Le sue mani cominciarono a sudare, non era un sintomo della sua personalità curiosa, era una sensazione, un'emozione diversa addirittura. Il suo corpo rabbrividì quando generò il pensiero. Xavier Cox, non l'aveva osservata nel dettaglio per un secondo, ma qualcosa le diceva che, per qualche motivo, stava osservando ogni sua azione.
"È stato insopportabile", pensò.
-Stiamo dando il via allo slancio", informò Howard mentre riprendeva in mano la lista.
"No, no, no, no, no, no, no, no, ti prego!", supplicò Ana nella sua mente, implorando che questo momento non fosse vero. Non poteva essere così sfortunata.

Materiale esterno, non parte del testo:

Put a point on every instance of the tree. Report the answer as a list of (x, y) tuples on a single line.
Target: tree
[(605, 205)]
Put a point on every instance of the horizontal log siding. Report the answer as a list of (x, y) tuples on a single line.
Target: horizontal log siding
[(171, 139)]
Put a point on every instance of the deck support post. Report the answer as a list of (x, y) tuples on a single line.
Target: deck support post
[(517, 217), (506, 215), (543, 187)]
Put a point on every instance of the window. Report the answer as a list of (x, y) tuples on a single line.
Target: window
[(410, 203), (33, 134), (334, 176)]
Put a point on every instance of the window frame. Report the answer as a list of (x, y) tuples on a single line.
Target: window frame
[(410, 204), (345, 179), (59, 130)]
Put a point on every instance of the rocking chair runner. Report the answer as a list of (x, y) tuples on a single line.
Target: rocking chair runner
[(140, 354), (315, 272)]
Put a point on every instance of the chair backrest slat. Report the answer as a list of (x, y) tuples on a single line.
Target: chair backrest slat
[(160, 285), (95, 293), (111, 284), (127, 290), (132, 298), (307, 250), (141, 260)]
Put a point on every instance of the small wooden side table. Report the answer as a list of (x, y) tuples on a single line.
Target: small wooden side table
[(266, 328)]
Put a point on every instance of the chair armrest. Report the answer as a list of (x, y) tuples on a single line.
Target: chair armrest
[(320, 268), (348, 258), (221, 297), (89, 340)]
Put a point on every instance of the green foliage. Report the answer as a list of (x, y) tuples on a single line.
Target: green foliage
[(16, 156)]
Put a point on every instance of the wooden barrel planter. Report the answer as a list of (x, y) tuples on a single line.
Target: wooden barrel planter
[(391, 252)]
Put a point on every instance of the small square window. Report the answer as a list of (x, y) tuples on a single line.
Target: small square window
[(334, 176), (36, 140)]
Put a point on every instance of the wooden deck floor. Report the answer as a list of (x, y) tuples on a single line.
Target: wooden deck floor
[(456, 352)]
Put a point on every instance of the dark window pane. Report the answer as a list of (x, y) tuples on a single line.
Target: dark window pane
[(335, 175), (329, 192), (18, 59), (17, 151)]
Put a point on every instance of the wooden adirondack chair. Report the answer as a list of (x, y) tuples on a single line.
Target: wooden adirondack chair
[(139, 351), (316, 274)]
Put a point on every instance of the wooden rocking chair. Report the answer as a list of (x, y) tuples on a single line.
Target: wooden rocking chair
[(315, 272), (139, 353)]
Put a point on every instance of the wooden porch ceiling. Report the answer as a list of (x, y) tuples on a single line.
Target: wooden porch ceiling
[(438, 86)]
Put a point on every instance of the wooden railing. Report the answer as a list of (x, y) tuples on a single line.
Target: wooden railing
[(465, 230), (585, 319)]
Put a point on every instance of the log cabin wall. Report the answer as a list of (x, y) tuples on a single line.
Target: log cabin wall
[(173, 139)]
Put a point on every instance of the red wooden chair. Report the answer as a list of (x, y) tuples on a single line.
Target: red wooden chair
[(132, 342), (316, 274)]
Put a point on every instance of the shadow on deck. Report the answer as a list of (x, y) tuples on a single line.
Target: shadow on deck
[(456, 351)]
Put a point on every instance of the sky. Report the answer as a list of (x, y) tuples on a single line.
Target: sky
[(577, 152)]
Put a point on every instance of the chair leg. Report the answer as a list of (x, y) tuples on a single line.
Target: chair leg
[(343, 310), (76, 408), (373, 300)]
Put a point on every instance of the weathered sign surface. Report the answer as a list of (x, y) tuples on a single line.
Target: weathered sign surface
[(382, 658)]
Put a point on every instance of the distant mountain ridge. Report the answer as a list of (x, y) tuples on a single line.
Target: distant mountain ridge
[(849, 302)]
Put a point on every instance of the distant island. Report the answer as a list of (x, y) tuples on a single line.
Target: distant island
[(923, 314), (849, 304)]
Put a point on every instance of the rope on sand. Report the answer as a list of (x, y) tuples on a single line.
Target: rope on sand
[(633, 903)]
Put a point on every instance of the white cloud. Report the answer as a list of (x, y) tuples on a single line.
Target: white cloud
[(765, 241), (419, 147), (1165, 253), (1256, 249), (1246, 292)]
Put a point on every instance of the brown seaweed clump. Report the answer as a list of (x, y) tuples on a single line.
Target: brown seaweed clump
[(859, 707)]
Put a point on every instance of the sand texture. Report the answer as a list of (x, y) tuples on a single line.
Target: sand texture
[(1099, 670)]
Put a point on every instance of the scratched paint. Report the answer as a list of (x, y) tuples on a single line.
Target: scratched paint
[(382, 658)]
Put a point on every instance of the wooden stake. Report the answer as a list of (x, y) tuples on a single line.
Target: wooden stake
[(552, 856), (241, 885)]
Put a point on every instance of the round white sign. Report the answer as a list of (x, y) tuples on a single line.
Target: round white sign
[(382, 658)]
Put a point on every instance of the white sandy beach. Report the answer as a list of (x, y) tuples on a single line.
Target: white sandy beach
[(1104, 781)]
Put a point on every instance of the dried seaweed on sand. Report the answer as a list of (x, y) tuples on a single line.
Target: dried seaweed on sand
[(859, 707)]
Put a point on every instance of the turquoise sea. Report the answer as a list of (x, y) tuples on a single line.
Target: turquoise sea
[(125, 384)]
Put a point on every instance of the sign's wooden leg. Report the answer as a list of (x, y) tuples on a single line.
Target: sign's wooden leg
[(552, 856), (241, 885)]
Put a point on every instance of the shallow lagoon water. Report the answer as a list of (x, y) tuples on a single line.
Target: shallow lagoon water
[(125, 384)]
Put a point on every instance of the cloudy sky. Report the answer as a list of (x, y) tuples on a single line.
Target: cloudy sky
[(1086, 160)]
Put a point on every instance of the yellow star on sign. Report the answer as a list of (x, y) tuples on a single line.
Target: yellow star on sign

-Per questa dinamica saremo entrambi presenti", continuò Howard, guardando intorno alla stanza e indicando Ana. Molte volte la psichiatria, la medicina generale e varie materie saranno pienamente coinvolte con altre, e viceversa; quindi condivideremo molti momenti. E visto che sono cinque anni lunghi, beh... è bene conoscerci ora. Quindi Anaelise, puoi continuare...
Lo sguardo profondo, asciutto e molto penetrante di quell'uomo attraversò la stanza per raggiungerla, lasciandola senza fiato. Xavier, pur essendo al lavoro, fece scorrere i suoi occhi neri su tutto il corpo di Anaelise, fino a fermarsi sul suo viso senza un accenno di espressione.
Non sapeva se scappare subito e nascondersi nell'angolo più remoto del mondo, tutti aspettavano una risposta e tutti erano rimasti in silenzio in attesa della sua presentazione. Aveva tutto in testa, il suo nome, il suo cognome, persino la sua età, ma il suo sguardo perso negli occhi neri di Xavier Cox non faceva altro che farle tremare le labbra per l'attesa.
Non poteva essere vero, era in un incubo?